I adore these animal head sculptures. There are twelve of them in the scheme that relates each year to an animal and its attributes - the Chinese Zodiac. Last year the Circle of Animals/Zodiac Heads sculpture by Chinese artist Ai Weiwei began its international tour in London, being displayed in the courtyard of Somerset House.
The sculpture comprises twelve monumental bronze animal heads, re-creations of the traditional Chinese zodiac sculptures which once adorned the fountain-clock of Yuanming Yuan, an 18th century imperial retreat just outside Beijing. This original was designed in the 18th century by two European Jesuits at the behest of the Manchu Emperor Quanlong, the fountain clock featured the animals each spouting water at two hour intervals.
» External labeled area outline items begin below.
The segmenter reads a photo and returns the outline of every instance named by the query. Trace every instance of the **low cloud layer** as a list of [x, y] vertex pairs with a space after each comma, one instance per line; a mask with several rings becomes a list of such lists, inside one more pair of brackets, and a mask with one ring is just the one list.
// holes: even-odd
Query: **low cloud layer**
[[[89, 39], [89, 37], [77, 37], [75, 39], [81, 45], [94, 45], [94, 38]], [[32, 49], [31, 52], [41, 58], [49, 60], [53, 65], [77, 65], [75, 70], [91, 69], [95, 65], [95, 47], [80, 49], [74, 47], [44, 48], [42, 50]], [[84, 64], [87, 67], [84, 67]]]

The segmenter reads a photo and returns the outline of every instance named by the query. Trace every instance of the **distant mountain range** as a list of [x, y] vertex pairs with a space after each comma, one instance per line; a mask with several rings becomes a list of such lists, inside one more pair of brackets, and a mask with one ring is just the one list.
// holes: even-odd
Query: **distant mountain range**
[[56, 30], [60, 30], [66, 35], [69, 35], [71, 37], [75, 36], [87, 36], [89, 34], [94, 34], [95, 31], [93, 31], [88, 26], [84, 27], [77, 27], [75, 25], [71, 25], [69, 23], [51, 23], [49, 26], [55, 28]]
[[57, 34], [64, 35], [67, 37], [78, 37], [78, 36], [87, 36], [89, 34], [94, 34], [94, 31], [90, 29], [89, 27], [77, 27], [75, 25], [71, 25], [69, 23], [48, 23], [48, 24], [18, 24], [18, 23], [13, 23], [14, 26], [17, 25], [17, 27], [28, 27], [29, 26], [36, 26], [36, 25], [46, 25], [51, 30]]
In 1860 the Yuanming Yuan was ransacked by French and British troops, and the heads were pillaged. Today, seven heads - the rat, ox, tiger, rabbit, horse, monkey and boar - have been located but the whereabouts of the other five are unknown.
In reinterpreting these objects on an oversized scale, Ai Weiwei focuses attention on the question of looting and repatriation, while extending his ongoing exploration of the 'fake' and the copy in relation to the original. The twelve heads are cast bronze and positioned on bronze bases. Each head weighs around 800 lbs and measures approximately four feet high by three feet wide (the head and base together are approximately ten feet high).